In PostOverflows, the evt.Parsed object will be empty at this stage.

This means you must use the evt.Overflow object in expressions.

The main advantage of postoverflow whitelists is that they run only when a bucket overflows, so potentially expensive expressions are evaluated less often.

A good example is the crowdsecurity/whitelist-good-actors collection.

First, install crowdsecurity/rdns postoverflow. It enriches overflows with reverse DNS data for the offending IP.

Then create mywhitelist.yaml. Because this is a postoverflow whitelist, use the postoverflow path (not the parser whitelist path).
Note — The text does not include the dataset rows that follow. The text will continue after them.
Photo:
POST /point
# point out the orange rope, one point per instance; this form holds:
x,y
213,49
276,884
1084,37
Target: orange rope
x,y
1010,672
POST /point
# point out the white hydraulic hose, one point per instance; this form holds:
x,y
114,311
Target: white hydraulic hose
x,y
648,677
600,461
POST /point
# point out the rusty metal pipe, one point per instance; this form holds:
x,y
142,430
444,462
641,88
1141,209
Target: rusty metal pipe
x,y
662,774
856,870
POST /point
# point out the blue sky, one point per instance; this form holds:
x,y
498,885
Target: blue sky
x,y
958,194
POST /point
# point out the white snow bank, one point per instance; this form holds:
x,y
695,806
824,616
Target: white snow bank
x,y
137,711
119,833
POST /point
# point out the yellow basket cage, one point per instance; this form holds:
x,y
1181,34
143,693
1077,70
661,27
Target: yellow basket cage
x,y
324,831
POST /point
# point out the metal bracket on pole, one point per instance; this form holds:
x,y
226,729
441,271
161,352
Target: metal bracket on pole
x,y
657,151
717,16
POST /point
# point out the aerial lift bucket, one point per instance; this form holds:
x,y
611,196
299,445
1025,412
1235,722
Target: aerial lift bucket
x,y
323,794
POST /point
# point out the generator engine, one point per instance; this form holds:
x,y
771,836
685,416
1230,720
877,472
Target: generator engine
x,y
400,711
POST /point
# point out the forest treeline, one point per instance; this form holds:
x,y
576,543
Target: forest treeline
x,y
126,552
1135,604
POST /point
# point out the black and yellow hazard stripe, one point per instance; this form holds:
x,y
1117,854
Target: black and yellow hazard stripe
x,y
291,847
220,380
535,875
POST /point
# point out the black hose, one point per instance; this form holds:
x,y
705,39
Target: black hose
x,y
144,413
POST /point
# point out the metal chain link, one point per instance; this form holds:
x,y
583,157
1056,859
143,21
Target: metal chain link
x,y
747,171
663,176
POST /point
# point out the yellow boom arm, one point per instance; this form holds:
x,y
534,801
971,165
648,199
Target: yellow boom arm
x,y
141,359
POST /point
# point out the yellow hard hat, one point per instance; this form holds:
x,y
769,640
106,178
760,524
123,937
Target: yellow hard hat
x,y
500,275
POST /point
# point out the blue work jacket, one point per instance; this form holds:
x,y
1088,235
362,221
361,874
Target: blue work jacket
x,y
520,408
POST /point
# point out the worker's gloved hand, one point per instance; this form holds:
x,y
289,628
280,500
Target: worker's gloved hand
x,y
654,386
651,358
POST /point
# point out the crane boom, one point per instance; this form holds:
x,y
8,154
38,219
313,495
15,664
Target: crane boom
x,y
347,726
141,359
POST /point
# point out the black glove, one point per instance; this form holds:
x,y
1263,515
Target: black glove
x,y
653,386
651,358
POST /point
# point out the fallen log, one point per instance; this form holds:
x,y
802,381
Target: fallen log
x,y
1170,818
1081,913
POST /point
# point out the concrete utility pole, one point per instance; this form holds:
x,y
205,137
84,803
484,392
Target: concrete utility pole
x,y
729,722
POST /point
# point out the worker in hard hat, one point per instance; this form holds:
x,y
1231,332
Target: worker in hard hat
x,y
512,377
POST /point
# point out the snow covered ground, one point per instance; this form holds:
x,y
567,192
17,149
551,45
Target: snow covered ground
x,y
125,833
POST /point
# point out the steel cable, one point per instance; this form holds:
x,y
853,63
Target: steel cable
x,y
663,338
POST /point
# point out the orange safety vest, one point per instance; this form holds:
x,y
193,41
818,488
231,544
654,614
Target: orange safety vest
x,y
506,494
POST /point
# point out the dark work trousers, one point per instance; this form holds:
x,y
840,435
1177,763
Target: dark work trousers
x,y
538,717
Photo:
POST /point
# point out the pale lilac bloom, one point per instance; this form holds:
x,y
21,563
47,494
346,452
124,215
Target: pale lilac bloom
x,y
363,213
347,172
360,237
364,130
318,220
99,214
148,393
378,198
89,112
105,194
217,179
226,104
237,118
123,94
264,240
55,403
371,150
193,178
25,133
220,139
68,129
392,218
See introduction for OS-specific paths.

name: "my/po_whitelist" ## Must be unique
description: lets whitelist our own reverse dns
whitelist:
reason: don't ban my ISP
expression:
# Reverse DNS of your IP (you can get it with a "host" lookup on your public IP)
- evt.Enriched.reverse_dns endsWith '.asnieres.rev.numericable.fr.'
Reload CrowdSec
sudo systemctl reload crowdsec
nikto -host myfqdn.com

Tail the CrowdSec log:

tail -f /var/log/crowdsec.log

You should be able to see the following output (note: the IP shown will be your actual WAN IP, not the example):

time="07-07-2020 17:11:09" level=info msg="Ban for 192.168.1.1 whitelisted, reason [dont ban my ISP]" id=cold-sunset name=me/my_cool_whitelist stage=s01
time="07-07-2020 17:11:09" level=info msg="node warning : no remediation" bucket_id=blue-cloud event_time="2020-07-07 17:11:09.175068053 +0200 CEST m=+2308.040825320" scenario=crowdsecurity/http-probing source_ip=192.168.1.1
time="07-07-2020 17:11:09" level=info msg="Processing Overflow with no decisions 192.168.1.1 performed 'crowdsecurity/http-probing' (11 events over 313.983994ms) at 2020-07-07 17:11:09.175068053 +0200 CEST m=+2308.040825320" bucket_id=blue-cloud event_time="2020-07-07 17:11:09.175068053 +0200 CEST m=+2308.040825320" scenario=crowdsecurity/http-probing source_ip=192.168.1.1

You should now see logs showing that the event was discarded.

Allow event for a specific scenario

You can allow events only for a specific scenario.

For example, to allow HTTP requests starting with /mywebapp only for crowdsecurity/http-crawl-non_statics, create this postoverflow whitelist:

name: mywebapp_whitelist
description: Whitelist MyWebApp application for crawl non static
whitelist:
reason: MyWebApp can trigger FP
expression:
- evt.Overflow.Alert.Scenario == "crowdsecurity/http-crawl-non_statics" and all(evt.Overflow.Alert.Events, {.GetMeta("http_path") startsWith "/mywebapp"})

The expression first checks that the triggered scenario is crowdsecurity/http-crawl-non_statics.

It then checks that all http_path values in the triggering events start with /mywebapp.

Since crowdsecurity/http-crawl-non_statics has capacity: 40 and cache_size: 5, the whitelist can check only the last 5 events.

If it matches both conditions, the overflow is allowed.